Swahili is the most widespread lingua franca in East Africa. In Congo, the local dialect of Swahili is known as Congo Swahili and differs considerably from Standard Swahili. Many variations of Congo Swahili are spoken in the country but the major one is Kingwana, sometimes called Copperbelt Swahili, especially in the Katanga area.

== Tshiluba ==

The constitution does not specify which of the two major variations of Tshiluba is the national language. Luba-Kasai is spoken in the East Kasai Region (Luba people) and Luba-Lulua is used in the West Kasai Region among the Bena Lulua people. Luba-Kasai seems to be the language used by the administration. A related language, known as Luba-Katanga, is spoken in Katanga Province.

== Other languages ==
The most notable other languages of the Democratic Republic of the Congo are Mashi, Mongo, Lunda, Kilega, Tetela, Chokwe, Budza, Ngbandi, Lendu, Mangbetu, Yombe, Nande, Ngbaka, Zande, Lugbara, Kifuliiru and Komo.

As of 2010 the government decided to include Portuguese as an optional language at schools as a response to Brazil's increasing influence on the continent, and of the growing and considerable Angolan and Mozambican immigrant communities.

Among the various forms of slang spoken in the Congo, Indubil has been noted since around the 1960s and continues to evolve today.

== Sign languages ==
There are 12 deaf institutions in the country, and most teach French Sign Language or variations.
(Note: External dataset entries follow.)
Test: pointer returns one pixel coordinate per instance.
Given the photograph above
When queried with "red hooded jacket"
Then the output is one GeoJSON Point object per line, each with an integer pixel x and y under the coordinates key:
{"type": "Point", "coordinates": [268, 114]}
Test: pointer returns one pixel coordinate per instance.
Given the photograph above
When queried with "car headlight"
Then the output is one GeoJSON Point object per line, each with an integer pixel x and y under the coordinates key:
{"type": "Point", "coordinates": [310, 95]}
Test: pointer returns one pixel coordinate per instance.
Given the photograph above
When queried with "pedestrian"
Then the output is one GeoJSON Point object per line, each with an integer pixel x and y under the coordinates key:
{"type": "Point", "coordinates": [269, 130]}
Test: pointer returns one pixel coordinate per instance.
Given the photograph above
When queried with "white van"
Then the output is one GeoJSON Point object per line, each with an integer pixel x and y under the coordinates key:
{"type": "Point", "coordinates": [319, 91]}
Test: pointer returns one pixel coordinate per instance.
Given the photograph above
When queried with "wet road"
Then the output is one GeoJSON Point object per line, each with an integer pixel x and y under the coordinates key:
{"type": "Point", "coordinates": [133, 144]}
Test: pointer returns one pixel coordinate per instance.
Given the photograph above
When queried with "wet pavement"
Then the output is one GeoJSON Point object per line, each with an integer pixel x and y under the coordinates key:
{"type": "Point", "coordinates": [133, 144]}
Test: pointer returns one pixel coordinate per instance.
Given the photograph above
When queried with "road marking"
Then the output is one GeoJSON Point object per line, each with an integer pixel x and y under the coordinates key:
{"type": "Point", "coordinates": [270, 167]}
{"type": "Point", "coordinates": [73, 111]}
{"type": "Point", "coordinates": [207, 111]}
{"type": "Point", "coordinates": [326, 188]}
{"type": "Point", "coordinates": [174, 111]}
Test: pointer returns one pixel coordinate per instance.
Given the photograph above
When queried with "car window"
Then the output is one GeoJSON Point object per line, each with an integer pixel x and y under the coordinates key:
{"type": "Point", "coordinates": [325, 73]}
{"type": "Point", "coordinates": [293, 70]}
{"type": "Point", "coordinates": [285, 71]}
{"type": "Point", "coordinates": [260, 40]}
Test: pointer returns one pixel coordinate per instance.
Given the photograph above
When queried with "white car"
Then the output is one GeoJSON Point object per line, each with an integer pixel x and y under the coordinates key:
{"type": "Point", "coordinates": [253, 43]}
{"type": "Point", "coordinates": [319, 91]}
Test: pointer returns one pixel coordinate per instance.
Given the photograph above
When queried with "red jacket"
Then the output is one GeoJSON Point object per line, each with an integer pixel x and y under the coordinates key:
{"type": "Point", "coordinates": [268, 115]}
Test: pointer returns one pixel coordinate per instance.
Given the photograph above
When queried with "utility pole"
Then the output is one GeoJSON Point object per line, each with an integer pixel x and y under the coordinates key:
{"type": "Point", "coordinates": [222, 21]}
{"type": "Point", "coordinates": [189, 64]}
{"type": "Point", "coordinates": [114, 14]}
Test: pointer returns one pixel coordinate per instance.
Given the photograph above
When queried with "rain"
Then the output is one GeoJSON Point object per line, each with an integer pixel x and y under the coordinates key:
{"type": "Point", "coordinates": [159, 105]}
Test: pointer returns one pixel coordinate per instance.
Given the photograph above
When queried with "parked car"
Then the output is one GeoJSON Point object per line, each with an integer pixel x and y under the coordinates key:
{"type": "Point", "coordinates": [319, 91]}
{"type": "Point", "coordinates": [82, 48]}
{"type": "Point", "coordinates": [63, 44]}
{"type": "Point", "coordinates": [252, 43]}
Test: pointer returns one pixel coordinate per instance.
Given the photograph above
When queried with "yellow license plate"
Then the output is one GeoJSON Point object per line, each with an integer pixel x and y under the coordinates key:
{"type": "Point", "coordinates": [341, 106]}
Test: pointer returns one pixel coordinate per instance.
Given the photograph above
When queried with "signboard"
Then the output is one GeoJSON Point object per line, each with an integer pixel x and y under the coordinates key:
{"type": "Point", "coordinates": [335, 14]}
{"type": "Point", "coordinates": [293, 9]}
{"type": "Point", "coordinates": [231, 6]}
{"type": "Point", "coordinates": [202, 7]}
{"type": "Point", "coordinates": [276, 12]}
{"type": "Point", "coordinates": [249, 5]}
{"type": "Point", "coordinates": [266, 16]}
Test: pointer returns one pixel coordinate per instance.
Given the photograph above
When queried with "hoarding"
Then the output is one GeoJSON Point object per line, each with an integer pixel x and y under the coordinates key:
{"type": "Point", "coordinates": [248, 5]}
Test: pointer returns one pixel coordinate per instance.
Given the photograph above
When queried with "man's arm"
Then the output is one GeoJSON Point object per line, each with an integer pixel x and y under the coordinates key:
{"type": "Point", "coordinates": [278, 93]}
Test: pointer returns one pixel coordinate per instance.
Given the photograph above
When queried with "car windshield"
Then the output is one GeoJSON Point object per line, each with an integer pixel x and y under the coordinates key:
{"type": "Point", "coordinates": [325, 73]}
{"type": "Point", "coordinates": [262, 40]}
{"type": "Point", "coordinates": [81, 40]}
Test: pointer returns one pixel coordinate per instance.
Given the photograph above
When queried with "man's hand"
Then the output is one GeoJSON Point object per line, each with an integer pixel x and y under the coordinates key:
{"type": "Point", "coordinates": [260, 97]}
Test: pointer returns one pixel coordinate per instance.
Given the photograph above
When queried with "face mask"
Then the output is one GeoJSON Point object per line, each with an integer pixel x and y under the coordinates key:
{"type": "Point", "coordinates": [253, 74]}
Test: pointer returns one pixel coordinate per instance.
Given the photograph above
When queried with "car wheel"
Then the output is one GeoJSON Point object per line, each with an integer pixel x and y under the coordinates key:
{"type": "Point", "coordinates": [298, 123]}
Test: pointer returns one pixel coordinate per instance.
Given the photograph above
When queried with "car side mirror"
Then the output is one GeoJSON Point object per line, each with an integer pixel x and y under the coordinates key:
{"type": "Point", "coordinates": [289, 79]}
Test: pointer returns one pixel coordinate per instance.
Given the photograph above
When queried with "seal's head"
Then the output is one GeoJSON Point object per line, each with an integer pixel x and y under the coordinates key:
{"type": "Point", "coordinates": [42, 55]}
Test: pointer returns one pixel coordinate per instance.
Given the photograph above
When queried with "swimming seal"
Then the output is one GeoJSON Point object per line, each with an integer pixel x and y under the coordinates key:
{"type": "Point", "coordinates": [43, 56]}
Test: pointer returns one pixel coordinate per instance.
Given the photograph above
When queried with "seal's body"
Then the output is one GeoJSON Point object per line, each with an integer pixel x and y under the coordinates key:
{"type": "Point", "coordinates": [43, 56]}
American Sign Language is also practiced in the country.

== Foreign languages ==
=== Dutch ===
Dutch, one of the languages of Belgium, had official status in the Congo Free State from 1885 to 1908 and the Belgian Congo from 1908 to 1960. Although spoken by many Belgian colonials especially Catholic missionaries, French was largely favored by the Belgian administration. A good knowledge of the French language was necessary to obtain a promotion in the colony and the Dutch-speakers were therefore more dispersed in the provinces while the French-speakers were grouped together in the cities.

=== English ===
English is used by ministers and on certain official occasions. Former president Joseph Kabila grew up and studied in Tanzania, an English-speaking nation. Moreover, English is the language most often used by UN soldiers in the DRC and, since the 1960s, by a large number of Congolese refugees who have returned to the country after having previously lived in neighbouring countries where English is widely spoken (Zambia, Tanzania, Uganda, etc.).